In the Apollo era, scientists believed the Moon was a dry, lifeless chunk of rock. It is indeed lifeless, but we now know there is water on the Moon in the form of ice. The exact locations and quantity are unclear, and that’s what NASA’s Volatiles Investigating Polar Exploration Rover (VIPER) will tell us.
NASA has awarded the launch contract, valued at $199.5 million, to Pittsburgh-based Astrobotic. The company will be responsible for integrating the rover with the Griffin lander and launching them to the Moon.
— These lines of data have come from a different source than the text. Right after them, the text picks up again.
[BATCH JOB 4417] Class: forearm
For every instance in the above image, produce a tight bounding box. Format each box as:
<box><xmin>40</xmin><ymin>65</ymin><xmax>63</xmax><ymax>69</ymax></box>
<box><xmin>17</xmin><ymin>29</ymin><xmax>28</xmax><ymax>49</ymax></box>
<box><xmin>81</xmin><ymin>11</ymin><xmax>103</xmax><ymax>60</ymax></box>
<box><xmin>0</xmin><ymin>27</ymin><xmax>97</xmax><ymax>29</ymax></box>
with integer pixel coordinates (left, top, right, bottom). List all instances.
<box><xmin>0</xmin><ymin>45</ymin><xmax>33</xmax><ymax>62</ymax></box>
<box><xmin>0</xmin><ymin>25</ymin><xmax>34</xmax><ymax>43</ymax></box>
This is part of the Commercial Lunar Payload Services (CLPS) initiative, which is modeled on the Commercial Crew Program that gave us the recent SpaceX launch carrying astronauts to the International Space Station. CLPS will get scientific instruments and other payloads to the Moon, paving the way for human landings in the coming years.
VIPER is a unique mission in several ways. For one, it will be the very first resource mapping mission on another celestial body. The development of VIPER is also unlike all of NASA’s other lunar missions. NASA plans to equip VIPER with four water-hunting instruments, and three of them will fly to the Moon before VIPER is even complete. NASA plans to include prototype versions of the VIPER payload on earlier CLPS missions in 2021 and 2022. This will help NASA get a better handle on how to structure the final mission.
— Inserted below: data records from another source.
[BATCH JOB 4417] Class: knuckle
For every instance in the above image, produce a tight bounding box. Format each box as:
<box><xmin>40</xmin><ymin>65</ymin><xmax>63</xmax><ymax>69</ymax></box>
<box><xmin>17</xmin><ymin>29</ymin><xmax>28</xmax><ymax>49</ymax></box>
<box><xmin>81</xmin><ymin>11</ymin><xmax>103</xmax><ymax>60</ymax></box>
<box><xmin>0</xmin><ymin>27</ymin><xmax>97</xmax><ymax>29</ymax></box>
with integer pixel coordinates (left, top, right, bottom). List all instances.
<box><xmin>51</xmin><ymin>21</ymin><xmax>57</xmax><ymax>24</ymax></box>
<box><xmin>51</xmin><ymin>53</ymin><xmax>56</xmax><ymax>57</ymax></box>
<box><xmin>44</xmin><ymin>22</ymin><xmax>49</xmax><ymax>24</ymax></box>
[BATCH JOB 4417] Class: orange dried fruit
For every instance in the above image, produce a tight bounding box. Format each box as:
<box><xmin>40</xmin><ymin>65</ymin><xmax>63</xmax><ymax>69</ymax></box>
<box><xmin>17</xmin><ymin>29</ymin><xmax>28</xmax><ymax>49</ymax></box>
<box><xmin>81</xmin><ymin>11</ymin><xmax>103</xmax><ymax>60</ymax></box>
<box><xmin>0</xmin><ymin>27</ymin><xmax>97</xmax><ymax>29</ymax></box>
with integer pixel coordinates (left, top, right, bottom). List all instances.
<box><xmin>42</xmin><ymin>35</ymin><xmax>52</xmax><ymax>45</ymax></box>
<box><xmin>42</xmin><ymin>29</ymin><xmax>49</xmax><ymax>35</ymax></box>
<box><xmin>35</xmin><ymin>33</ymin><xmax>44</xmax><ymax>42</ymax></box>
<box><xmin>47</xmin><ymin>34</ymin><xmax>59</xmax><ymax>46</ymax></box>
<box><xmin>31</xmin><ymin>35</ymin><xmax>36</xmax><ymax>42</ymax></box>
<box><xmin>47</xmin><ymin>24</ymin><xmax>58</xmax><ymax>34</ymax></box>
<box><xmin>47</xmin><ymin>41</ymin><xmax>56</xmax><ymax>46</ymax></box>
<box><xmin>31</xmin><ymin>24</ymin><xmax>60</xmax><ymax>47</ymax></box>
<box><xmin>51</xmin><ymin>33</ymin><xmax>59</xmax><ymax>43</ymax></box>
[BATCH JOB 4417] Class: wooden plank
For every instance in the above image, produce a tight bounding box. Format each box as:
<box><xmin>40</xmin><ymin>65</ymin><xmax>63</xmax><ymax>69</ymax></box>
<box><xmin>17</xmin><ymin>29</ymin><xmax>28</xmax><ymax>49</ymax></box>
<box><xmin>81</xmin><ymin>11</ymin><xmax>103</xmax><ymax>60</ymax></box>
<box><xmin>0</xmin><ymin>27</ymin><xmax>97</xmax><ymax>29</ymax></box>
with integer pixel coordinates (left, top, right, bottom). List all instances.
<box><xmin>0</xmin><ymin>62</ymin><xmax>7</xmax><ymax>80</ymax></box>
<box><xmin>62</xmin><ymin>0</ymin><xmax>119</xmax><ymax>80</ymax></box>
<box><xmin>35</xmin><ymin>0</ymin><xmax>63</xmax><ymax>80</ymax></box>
NASA plans to launch VIPER in 2023, about a year before the proposed human landing. After landing in Oceanus Procellarum near the Moon’s south pole, VIPER will spend 100 days zig-zagging across the surface to probe the surface for ice that could become drinking water and fuel in the future. The rover will also bore down about three feet to analyze ice deposits.
The Moon could one day become an important launching platform for missions to the outer solar system. A supply of water on the Moon could help maintain the facilities and infrastructure necessary to support these missions, and VIPER could point the way.